White House Deputy Press Secretary Josh Earnest issued a statement Wednesday condemning the use of violence against protesters in Egypt as well as the country's return to a state of emergency.

"The United States strongly condemns the use of violence against protesters in Egypt. We extend our condolences to the families of those who have been killed, and to the injured," Earnest said in the written statement. "We have repeatedly called on the Egyptian military and security forces to show restraint, and for the government to respect the universal rights of its citizens, just as we have urged protesters to demonstrate peacefully. Violence will only make it more difficult to move Egypt forward on a path to lasting stability and democracy, and runs directly counter to the pledges by the interim government to pursue reconciliation. We also strongly oppose a return to a State of Emergency law, and call on the government to respect basic human rights such as freedom of peaceful assembly, and due process under the law. The world is watching what is happening in Cairo. We urge the government of Egypt - and all parties in Egypt - to refrain from violence and resolve their differences peacefully."
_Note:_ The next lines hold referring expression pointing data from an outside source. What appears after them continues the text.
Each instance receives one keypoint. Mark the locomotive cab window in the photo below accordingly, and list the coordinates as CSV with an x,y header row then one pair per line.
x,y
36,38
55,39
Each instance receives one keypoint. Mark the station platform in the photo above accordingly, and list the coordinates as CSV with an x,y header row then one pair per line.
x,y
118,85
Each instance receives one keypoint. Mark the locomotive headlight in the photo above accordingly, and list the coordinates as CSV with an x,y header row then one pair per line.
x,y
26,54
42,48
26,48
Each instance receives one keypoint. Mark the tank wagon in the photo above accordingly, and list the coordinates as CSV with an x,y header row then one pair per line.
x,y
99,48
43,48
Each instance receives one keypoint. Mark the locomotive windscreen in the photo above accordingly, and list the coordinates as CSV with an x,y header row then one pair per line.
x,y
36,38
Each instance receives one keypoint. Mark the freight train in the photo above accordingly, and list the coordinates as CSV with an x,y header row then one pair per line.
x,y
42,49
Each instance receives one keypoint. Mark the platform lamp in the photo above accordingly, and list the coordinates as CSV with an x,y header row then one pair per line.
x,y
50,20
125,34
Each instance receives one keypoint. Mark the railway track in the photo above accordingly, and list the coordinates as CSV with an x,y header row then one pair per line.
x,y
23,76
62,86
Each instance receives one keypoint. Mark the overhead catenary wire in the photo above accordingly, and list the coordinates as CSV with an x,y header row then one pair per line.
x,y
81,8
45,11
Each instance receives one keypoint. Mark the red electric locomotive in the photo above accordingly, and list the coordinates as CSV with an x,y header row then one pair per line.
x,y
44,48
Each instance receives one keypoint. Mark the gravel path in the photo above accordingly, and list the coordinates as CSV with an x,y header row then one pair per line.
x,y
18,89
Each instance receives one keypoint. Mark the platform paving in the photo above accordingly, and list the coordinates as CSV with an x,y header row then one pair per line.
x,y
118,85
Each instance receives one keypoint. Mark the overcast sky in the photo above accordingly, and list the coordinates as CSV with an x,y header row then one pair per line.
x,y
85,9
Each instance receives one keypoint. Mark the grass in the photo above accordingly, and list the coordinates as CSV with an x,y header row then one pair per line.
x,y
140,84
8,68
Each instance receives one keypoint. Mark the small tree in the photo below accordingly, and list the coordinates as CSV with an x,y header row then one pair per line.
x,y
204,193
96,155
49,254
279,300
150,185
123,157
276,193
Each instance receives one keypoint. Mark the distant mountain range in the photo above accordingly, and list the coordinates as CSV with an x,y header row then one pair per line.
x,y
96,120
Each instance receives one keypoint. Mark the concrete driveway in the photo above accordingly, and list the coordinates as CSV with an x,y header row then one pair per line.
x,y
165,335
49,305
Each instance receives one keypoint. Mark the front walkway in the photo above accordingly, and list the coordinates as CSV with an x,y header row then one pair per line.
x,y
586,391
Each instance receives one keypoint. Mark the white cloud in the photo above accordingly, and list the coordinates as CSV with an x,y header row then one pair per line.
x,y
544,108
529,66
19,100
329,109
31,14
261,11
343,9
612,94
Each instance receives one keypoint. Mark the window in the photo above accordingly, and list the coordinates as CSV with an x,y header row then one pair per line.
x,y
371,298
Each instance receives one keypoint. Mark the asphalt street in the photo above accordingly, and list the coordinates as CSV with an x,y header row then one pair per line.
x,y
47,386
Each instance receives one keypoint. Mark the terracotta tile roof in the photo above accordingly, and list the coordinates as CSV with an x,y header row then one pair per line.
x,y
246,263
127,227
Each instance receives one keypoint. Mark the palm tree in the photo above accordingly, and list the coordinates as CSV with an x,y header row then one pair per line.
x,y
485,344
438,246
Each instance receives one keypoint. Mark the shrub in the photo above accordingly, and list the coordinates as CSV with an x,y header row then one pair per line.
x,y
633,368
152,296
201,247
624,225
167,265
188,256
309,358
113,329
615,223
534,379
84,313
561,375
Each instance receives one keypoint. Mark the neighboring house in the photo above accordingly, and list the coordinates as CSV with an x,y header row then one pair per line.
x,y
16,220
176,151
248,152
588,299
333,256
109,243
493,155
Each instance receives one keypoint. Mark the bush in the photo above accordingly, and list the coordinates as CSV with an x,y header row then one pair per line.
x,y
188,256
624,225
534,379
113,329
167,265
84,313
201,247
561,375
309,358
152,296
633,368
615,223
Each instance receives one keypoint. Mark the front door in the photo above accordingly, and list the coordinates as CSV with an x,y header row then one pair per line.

Egyptian Vice President Mohammed ElBaradei resigned from the country's interim government Wednesday over the government's "handling of sit-ins," NBC News's Ayman Mohyeldin reported from Cairo. The Agence-France Presse also reported El Baradei's resignation. 

The death toll from clashes between pro-Morsi protesters and security forces on Wednesday has risen to 149, according to the Associated Press.